Residents of the city of Miami have since Wednesday ordered to stay at home to prevent coronavirus infections, although they can go out to buy food and basic necessities, exercise and go to work with certain limitations.
The municipal administrator, Arthur Noriega, issued a municipal order at the stroke of midnight on Tuesday giving instructions in that regard, something that the mayor, Francis Suárez, who has been sick with coronavirus and isolated at his home for weeks, had already advanced.
“I hope people will abide by the message of staying home,” Suarez said in a video broadcast last night from his confinement.
The order issued by Noriega contrasts with the policy of Miami Dade County Mayor Carlos Giménez, who has taken measures to prevent the concentration of people, but has not ordered the population to stay home.
It is similar to the decision made by the mayor of neighboring Miami Beach, Dan Galber.
Miami, with some 460,000 inhabitants, is the largest city in Miami-Dade County, to which Miami Beach also belongs, among other cities.
Giménez banned in the last hours the concentrations of more than ten people and days ago ordered the closure of non-essential shops, parks, marinas and boat ramps.

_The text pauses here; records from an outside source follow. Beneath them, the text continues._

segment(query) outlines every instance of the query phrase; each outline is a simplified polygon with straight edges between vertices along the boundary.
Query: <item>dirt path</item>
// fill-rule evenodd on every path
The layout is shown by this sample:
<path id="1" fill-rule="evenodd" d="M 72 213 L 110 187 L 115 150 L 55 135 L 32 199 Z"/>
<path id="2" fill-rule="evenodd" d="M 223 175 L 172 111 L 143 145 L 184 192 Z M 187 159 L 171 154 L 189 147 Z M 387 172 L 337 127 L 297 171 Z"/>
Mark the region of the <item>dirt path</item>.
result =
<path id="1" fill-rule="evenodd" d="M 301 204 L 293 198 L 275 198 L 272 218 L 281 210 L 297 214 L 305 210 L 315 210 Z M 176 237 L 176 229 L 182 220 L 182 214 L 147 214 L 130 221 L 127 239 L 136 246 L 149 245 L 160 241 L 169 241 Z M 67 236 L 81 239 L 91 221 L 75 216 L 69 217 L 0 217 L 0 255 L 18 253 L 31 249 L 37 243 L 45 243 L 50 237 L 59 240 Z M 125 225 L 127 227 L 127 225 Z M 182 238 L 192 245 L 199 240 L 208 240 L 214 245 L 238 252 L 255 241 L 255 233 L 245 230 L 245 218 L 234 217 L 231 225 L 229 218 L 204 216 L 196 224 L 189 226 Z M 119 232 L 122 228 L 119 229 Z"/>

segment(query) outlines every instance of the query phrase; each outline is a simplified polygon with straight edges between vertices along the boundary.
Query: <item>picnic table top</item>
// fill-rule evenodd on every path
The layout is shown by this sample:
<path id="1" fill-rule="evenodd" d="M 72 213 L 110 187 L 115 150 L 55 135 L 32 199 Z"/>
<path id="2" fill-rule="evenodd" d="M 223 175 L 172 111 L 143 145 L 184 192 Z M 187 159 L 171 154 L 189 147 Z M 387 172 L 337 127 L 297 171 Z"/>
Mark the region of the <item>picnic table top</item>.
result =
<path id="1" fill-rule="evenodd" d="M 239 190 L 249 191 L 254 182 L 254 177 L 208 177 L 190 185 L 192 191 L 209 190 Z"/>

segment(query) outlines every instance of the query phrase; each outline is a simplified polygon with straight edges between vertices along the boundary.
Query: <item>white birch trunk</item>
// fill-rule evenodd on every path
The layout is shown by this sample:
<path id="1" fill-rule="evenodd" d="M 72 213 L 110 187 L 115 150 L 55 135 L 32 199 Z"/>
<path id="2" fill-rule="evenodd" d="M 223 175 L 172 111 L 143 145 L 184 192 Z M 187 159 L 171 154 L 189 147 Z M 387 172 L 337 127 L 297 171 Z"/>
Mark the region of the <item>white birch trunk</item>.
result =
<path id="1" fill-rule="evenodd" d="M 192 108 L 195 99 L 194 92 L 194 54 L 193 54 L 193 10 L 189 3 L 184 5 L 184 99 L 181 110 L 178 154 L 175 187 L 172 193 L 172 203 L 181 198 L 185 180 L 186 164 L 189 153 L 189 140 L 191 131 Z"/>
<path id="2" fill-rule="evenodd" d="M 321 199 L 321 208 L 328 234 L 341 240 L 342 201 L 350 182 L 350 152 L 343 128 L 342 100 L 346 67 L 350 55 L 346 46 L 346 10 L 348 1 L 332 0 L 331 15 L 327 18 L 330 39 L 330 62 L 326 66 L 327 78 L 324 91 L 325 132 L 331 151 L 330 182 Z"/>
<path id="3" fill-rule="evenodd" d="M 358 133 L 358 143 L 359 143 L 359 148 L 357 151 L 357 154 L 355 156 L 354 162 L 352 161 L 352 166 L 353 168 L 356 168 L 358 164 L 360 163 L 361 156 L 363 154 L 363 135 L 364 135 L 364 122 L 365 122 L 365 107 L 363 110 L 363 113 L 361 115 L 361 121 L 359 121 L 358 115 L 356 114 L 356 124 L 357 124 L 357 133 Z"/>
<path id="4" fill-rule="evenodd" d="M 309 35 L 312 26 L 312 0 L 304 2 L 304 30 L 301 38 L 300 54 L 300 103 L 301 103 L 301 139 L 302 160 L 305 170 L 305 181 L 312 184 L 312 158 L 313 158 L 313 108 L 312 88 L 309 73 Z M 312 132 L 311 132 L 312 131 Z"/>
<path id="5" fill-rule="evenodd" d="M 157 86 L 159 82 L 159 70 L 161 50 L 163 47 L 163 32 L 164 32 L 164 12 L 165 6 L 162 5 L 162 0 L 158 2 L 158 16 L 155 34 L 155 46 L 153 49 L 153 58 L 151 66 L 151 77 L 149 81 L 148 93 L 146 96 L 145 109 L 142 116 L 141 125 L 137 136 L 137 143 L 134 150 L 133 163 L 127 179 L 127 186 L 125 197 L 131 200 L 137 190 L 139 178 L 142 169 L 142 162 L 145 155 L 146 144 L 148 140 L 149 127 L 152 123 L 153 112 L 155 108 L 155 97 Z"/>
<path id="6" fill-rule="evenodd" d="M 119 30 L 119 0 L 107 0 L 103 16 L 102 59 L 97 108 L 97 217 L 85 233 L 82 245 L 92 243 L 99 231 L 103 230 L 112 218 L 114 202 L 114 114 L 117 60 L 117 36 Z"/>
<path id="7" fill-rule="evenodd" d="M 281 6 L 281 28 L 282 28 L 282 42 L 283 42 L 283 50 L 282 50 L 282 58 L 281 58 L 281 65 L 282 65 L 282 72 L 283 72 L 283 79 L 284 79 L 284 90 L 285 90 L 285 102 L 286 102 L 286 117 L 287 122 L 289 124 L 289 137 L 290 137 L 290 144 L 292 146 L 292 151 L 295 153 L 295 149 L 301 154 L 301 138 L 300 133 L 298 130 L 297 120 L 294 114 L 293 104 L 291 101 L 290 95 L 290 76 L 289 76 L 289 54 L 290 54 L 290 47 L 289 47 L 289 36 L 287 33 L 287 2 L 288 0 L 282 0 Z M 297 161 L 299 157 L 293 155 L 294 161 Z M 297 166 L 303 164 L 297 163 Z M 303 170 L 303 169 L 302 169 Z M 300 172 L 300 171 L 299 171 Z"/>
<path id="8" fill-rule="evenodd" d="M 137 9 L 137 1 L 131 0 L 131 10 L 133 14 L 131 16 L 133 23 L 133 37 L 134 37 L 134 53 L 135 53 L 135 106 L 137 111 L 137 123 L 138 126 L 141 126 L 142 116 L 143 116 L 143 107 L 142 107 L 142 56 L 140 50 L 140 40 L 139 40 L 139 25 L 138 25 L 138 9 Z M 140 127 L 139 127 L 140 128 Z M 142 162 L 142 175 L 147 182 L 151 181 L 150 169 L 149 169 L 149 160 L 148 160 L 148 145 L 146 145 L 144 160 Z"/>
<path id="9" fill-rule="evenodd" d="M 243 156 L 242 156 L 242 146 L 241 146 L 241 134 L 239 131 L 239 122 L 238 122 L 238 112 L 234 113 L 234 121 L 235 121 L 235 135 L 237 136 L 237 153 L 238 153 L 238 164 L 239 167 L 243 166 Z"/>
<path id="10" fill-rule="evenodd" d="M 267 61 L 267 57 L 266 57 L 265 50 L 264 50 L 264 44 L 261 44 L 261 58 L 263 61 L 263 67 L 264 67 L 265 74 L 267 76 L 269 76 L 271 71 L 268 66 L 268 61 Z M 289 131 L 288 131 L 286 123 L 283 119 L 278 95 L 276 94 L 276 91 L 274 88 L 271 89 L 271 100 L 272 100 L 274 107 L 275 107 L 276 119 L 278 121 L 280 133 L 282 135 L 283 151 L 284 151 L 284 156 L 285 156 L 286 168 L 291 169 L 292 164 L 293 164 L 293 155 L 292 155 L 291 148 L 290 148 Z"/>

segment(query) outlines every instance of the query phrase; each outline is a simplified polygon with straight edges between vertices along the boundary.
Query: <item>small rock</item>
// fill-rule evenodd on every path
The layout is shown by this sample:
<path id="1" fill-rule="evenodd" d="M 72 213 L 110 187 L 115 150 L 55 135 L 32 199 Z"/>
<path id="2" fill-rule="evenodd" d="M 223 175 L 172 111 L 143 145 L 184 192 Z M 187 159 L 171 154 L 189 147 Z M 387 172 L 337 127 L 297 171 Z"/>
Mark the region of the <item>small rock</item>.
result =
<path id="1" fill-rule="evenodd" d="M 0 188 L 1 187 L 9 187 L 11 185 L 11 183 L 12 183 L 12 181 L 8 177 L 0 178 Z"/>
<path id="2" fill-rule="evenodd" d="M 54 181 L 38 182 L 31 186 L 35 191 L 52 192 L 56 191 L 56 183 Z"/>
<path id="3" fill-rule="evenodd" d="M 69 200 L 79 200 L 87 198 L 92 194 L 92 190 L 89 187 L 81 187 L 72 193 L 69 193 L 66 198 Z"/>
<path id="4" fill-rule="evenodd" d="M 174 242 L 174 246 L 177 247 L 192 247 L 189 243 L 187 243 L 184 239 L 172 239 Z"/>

Restaurants and bars cannot serve the public on the premises, but they can send food or drinks to your home and deliver them to people who come to pick them up at the establishment.
Mobility is not restricted in the county, but it is in Miami, something difficult to control since the cities of Miami-Dade form a continuum.
According to the latest data from the Florida Department of Health, published this Tuesday afternoon, of the 1,467 confirmed cases of coronavirus in the state, 367 correspond to Miami-Dade, the most affected county, followed by its neighbor Broward, with 312.